練習で高いジャンプを披露する広野あさみ選手=いずれも立山町芦峅寺で

広野あさみ選手(富山)

九月にニュージーランドで開かれたスノーボードの国際大会で、富山市水橋の広野あさみ選手(23)が六位に入賞した。

競技歴は高校卒業後からとまだ浅いが、目標とする二〇一八年平昌五輪でのメダルに向け、めざましい成長を見せている。
広野選手が出場したのは、今年のソチ五輪から競技に採用され、ジャンプや手すり上での滑りなどの技の完成度を競う「スロープスタイル」。

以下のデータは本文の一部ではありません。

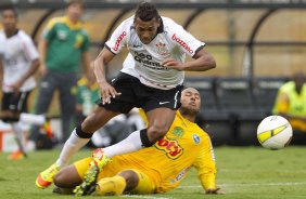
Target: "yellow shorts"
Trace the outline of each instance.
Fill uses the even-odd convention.
[[[86,171],[89,169],[91,158],[85,158],[74,163],[79,176],[82,178]],[[154,170],[142,168],[136,163],[132,163],[128,159],[114,157],[112,162],[107,163],[103,171],[100,172],[98,181],[103,177],[112,177],[124,170],[132,170],[139,177],[137,187],[130,191],[130,194],[144,195],[156,193],[156,187],[160,186],[158,174]]]

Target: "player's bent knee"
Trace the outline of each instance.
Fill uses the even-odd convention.
[[[60,188],[74,188],[81,183],[76,169],[73,165],[62,169],[54,177],[53,183]]]
[[[148,129],[148,136],[151,142],[157,142],[163,138],[168,131],[168,127],[152,125]]]
[[[132,170],[125,170],[118,173],[118,175],[123,176],[126,180],[127,186],[126,191],[132,190],[137,187],[139,183],[139,177],[136,172]]]

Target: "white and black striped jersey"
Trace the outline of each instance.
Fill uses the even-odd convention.
[[[38,52],[31,38],[23,30],[18,30],[10,38],[7,38],[5,32],[0,30],[0,43],[4,70],[2,90],[3,92],[12,92],[10,85],[28,71],[33,61],[38,59]],[[35,87],[35,79],[30,77],[24,82],[21,91],[29,91]]]
[[[140,79],[148,87],[163,90],[182,84],[184,72],[166,68],[161,63],[165,58],[183,63],[186,54],[193,56],[204,45],[182,26],[163,16],[158,34],[149,44],[140,41],[133,27],[133,16],[124,21],[105,43],[105,48],[114,54],[118,54],[124,47],[128,48],[123,72]]]

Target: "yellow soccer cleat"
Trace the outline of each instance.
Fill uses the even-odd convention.
[[[54,175],[56,175],[60,170],[60,165],[53,163],[50,168],[39,173],[35,182],[36,186],[42,189],[49,187],[53,183]]]
[[[76,196],[91,195],[95,190],[97,178],[102,168],[111,161],[103,152],[102,148],[98,148],[92,152],[90,167],[85,173],[84,181],[73,190]]]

五輪後の六月に日本代表に初選出され、五輪代表選手が多く参加した今大会で国際大会初の入賞を果たした。

高卒後に挑戦「練習量負けない」

高校まではソフトテニス一筋だった広野選手。兄がスノーボードをしていた影響で、テレビで試合を見ることが多かった。「空中での回転など女性でもかっこいい技をきめるのが強く心に残った」。

卒業後の進路を考えた時、心機一転スノーボードへの挑戦を決め、全日本ウインタースポーツ専門学校(新潟県妙高市)に入学した。

4年後の五輪に向け抱負を語る広野あさみ選手

午前十時から午後十一時までの厳しい練習を毎日こなし、一〇年にプロ資格を獲得。翌年の卒業後は、国際大会にも挑んだが当初は結果を残せなかった。

「海外の強豪選手と比べ、自分には大舞台の経験が少なく、力を出し切れてなかった」と広野選手。現在は一年のうち四カ月間は富山で調整し、残りは米国など海外で練習や試合を重ねている。

広野選手の武器は、高いジャンプと力強い滑り。「周囲の選手より競技年数が少ない分、練習量で負けるわけにはいかない」という努力のたまものだ。

「着地のミスを防ぐなど技の正確さを高め、平昌五輪では表彰台に上がりたい」とさらなる飛躍へ意気込む。